Hmm, the naive patch below offers some improvement for the value 4096, 
but still not comparable to raising the buffer size: 0.76 -> 0.72.

diff --git a/src/process.c b/src/process.c
index 2376d0f288d..a550e223f78 100644
--- a/src/process.c
+++ b/src/process.c
@@ -5893,7 +5893,7 @@ wait_reading_process_output (intmax_t time_limit, 
int nsecs, int read_kbd,
  	      && ((fd_callback_info[channel].flags & (KEYBOARD_FD | PROCESS_FD))
  		  == PROCESS_FD))
  	    {
-	      int nread;
+	      int nread = 0, nnread;

  	      /* If waiting for this channel, arrange to return as
  		 soon as no more input to be processed.  No more
@@ -5912,7 +5912,13 @@ wait_reading_process_output (intmax_t time_limit, 
int nsecs, int read_kbd,
  	      /* Read data from the process, starting with our
  		 buffered-ahead character if we have one.  */

-	      nread = read_process_output (proc, channel);
+	      do
+		{
+		  nnread = read_process_output (proc, channel);
+		  nread += nnread;
+		}
+	      while (nnread >= 4096);
+
  	      if ((!wait_proc || wait_proc == XPROCESS (proc))
  		  && got_some_output < nread)
  		got_some_output = nread;


And "unlocking" the pipe size on the external process takes the 
performance further up a notch (by default it's much larger): 0.72 -> 0.65.

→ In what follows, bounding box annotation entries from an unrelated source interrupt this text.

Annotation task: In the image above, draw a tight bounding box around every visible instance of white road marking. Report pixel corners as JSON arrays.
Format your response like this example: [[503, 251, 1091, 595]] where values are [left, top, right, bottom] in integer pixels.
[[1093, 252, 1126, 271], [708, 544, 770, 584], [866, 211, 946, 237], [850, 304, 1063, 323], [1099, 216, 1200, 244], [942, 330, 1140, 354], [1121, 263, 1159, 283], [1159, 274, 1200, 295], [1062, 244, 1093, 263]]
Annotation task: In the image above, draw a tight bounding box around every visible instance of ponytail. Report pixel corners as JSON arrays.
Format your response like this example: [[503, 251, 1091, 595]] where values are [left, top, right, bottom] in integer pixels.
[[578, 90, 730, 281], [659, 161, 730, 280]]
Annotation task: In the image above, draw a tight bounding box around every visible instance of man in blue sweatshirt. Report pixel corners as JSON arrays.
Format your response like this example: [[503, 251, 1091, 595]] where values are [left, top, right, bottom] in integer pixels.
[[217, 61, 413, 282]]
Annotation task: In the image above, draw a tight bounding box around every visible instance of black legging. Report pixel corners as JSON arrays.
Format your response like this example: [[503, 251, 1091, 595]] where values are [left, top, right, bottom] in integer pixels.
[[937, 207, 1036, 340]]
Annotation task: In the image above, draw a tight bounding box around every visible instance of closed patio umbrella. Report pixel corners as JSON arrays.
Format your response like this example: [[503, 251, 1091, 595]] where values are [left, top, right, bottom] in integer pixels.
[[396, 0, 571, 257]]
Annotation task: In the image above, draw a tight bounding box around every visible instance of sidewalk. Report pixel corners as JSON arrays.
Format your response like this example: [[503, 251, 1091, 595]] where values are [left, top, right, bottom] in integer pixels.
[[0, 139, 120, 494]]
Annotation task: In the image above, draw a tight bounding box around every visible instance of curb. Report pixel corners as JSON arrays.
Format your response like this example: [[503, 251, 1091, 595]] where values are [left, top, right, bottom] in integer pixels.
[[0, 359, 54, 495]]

diff --git a/src/process.c b/src/process.c
index 2376d0f288d..85fc1b4d0c8 100644
--- a/src/process.c
+++ b/src/process.c
@@ -2206,10 +2206,10 @@ create_process (Lisp_Object process, char 
**new_argv, Lisp_Object current_dir)
        inchannel = p->open_fd[READ_FROM_SUBPROCESS];
        forkout = p->open_fd[SUBPROCESS_STDOUT];

-#if (defined (GNU_LINUX) || defined __ANDROID__)	\
-  && defined (F_SETPIPE_SZ)
-      fcntl (inchannel, F_SETPIPE_SZ, read_process_output_max);
-#endif /* (GNU_LINUX || __ANDROID__) && F_SETPIPE_SZ */
+/* #if (defined (GNU_LINUX) || defined __ANDROID__)	\ */
+/*   && defined (F_SETPIPE_SZ) */
+/*       fcntl (inchannel, F_SETPIPE_SZ, read_process_output_max); */
+/* #endif /\* (GNU_LINUX || __ANDROID__) && F_SETPIPE_SZ *\/ */
      }

    if (!NILP (p->stderrproc))

Apparently the patch from bug#55737 also made things a little worse by 
default, by limiting concurrency (the external process has to wait while 
the pipe is blocked, and by default Linux's pipe is larger). Just 
commenting it out makes performance a little better as well, though not 
as much as the two patches together.

Note that both changes above are just PoC (e.g. the hardcoded 4096, and 
probably other details like carryover).

I've tried to make a more nuanced loop inside read_process_output 
instead (as replacement for the first patch above), and so far it 
performs worse that the baseline. If anyone can see when I'm doing wrong 
(see attachment), comments are very welcome.